Cenário eleitoral pode ampliar volatilidade do dólar

No ambiente doméstico, os investidores aguardam a nova pesquisa Datafolha sobre a eleição presidencial de 2026. O levantamento é o primeiro realizado após o início oficial da campanha eleitoral e poderá influenciar as expectativas para a política econômica a partir do próximo ano.

A pesquisa ouviu 2.058 eleitores entre os dias 18 e 20 de agosto. Os resultados sobre a disputa presidencial devem começar a ser divulgados no início da noite desta sexta-feira.

Além das intenções de voto no primeiro turno, o levantamento testa cenários de segundo turno, rejeição aos candidatos e o grau de definição das escolhas do eleitorado.

A proximidade das eleições tende a elevar a sensibilidade do câmbio a pesquisas, declarações de candidatos e propostas relacionadas à política fiscal. Mudanças na percepção sobre gastos públicos, trajetória da dívida e equilíbrio das contas governamentais podem provocar movimentos mais intensos no dólar e nos juros futuros.

Banco Central não anuncia leilão de swap cambial

O Banco Central informou que não realizará nesta sexta-feira leilões de swap cambial destinados à rolagem de contratos. A autoridade monetária não apresentou detalhes adicionais sobre a decisão.

Na quinta-feira (20), o dólar à vista encerrou o pregão próximo de R$ 5,193, com valorização de aproximadamente 0,32%. O movimento foi provocado pela maior aversão ao risco no exterior, pela alta do petróleo e pelas preocupações com os juros e a dívida dos Estados Unidos.

Desempenho do dólar e do Ibovespa

Com a queda registrada na abertura desta sexta-feira, o dólar acumulava desvalorização de aproximadamente 0,5% na semana. No mês de agosto, entretanto, a moeda ainda apresentava avanço próximo de 2,4%. Em 2026, o dólar acumulava queda ao redor de 5,4% frente ao real.

O Ibovespa registrava alta aproximada de 0,6% na semana e avanço superior a 4% no acumulado do ano, apesar das perdas observadas durante agosto.

Dólar mais baixo reduz pressão sobre custos do agronegócio

Para o agronegócio brasileiro, a queda do dólar produz efeitos distintos. A valorização do real pode reduzir os custos de fertilizantes, defensivos, máquinas, combustíveis e outros insumos importados.

Por outro lado, uma moeda norte-americana mais fraca diminui a receita em reais obtida pelos exportadores de soja, milho, café, açúcar, carnes e algodão.
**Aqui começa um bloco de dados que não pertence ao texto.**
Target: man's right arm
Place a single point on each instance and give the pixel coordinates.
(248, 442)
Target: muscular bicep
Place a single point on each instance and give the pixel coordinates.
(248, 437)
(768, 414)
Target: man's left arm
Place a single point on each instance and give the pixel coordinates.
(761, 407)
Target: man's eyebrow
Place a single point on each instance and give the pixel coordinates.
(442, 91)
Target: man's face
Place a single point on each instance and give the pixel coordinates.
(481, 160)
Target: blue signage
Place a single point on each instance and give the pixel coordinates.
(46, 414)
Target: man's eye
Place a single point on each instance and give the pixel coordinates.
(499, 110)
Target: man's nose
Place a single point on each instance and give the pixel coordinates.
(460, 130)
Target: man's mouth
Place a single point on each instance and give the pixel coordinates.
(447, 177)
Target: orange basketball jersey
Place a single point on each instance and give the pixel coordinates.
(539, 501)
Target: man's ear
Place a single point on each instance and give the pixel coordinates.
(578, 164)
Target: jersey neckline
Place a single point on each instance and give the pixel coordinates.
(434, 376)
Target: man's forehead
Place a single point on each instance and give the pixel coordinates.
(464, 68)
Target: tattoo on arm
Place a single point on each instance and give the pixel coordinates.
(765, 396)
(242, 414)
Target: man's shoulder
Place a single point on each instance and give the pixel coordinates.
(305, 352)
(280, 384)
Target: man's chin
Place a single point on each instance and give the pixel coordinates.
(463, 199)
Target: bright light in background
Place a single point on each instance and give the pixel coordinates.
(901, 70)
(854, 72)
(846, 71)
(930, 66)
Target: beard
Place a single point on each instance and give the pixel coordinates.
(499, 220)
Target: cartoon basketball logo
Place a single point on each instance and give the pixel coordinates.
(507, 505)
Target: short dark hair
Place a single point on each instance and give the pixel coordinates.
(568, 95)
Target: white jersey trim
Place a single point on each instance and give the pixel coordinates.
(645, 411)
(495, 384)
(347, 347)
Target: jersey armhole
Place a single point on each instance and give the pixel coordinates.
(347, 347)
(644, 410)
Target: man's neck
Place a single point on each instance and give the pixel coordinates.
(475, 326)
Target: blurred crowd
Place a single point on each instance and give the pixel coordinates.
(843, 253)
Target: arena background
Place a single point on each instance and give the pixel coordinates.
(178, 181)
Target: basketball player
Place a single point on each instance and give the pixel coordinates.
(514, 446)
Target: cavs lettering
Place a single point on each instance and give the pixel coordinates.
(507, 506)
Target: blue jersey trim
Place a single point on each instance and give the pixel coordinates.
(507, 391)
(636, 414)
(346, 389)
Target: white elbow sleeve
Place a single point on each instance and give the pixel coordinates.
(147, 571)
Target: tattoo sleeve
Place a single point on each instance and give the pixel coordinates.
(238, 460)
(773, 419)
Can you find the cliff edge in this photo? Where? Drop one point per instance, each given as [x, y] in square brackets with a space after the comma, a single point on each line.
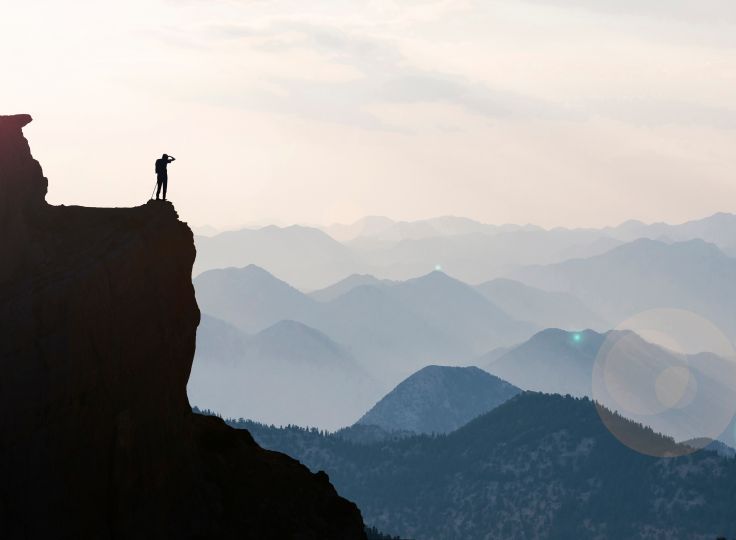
[98, 326]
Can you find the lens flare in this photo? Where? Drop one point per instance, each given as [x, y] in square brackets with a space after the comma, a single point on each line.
[671, 371]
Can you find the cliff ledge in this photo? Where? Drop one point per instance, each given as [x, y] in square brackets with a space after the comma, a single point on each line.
[97, 439]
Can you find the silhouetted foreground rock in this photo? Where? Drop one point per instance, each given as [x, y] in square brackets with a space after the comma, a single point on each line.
[97, 439]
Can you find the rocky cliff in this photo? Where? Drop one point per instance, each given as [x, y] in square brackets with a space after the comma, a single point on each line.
[98, 326]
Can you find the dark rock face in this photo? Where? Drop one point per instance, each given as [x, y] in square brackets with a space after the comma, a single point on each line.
[97, 334]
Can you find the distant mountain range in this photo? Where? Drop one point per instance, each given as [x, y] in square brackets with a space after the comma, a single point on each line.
[312, 259]
[646, 274]
[438, 399]
[544, 309]
[392, 329]
[287, 373]
[538, 466]
[304, 256]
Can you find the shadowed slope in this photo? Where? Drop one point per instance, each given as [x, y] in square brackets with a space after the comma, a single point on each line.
[97, 439]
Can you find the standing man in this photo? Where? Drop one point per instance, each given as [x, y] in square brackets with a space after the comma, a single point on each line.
[162, 176]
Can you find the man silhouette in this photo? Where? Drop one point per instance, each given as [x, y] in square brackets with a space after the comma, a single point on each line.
[162, 176]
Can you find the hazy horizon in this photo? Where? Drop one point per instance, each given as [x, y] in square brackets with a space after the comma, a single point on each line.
[557, 113]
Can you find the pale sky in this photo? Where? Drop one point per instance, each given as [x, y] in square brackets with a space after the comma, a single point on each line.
[554, 112]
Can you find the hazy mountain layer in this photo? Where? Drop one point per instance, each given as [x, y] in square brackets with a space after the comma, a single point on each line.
[391, 329]
[287, 373]
[543, 308]
[647, 274]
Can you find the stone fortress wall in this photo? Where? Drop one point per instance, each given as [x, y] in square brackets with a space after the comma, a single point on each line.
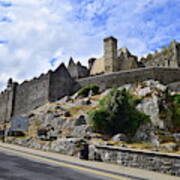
[119, 67]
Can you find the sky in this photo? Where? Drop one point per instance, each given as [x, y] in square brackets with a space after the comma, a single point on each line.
[38, 35]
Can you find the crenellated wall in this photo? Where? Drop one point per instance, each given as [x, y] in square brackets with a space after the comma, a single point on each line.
[23, 98]
[164, 75]
[31, 94]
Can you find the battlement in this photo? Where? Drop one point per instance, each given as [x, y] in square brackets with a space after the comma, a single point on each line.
[115, 67]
Esse cenário pode limitar os preços domésticos das commodities, principalmente quando as cotações internacionais não apresentam valorização suficiente para compensar a variação cambial.

A combinação entre dólar, petróleo, juros norte-americanos e risco geopolítico deverá continuar determinando o comportamento dos mercados ao longo desta sexta-feira. No Brasil, a divulgação da pesquisa eleitoral acrescenta um componente doméstico de volatilidade, mantendo investidores e agentes do agronegócio atentos às próximas movimentações do câmbio.